Já a PEC da Blindagem (PEC
3/2021), aprovada em dois turnos na Câmara na semana passada, continua
no centro da polêmica. O ministro do STF Dias Toffoli deu prazo de dez dias
para que a Casa esclareça a tramitação da proposta, alvo de questionamentos
sobre possíveis irregularidades. Enquanto isso, no Senado, o presidente da CCJ,
Otto Alencar (PSD-BA), afirmou que o texto não deve prosperar na
comissão, considerando a medida impopular e difícil de ser aprovada às vésperas
das eleições municipais.
Na CPMI do INSS, após a
aprovação de mais de 170 requerimentos, os próximos passos incluem convites — e
não mais convocações — a autoridades como o advogado-geral da União, Jorge
Messias, e o diretor-geral da Polícia Federal, Andrei Rodrigues.
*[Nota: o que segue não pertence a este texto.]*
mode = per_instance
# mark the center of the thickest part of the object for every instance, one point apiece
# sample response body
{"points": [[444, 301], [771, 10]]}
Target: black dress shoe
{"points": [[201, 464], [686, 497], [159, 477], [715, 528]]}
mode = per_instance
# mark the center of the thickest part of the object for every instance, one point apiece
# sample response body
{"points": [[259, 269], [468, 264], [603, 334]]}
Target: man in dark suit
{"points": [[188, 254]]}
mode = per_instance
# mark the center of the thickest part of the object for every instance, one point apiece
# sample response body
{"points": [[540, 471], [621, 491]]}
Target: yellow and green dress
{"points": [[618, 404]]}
A comissão
também vai analisar documentos da Operação Sem Desconto, que investiga fraudes
em descontos ilegais em benefícios previdenciários.
Outros temas
Além desses pontos, outros temas
também devem movimentar o Congresso. Na Câmara, um projeto para retomar
obras paralisadas de saneamento básico avança em caráter conclusivo. Já o
governo apresentou uma proposta para regular a atuação das big techs,
com foco em garantir concorrência mais equilibrada nos mercados digitais.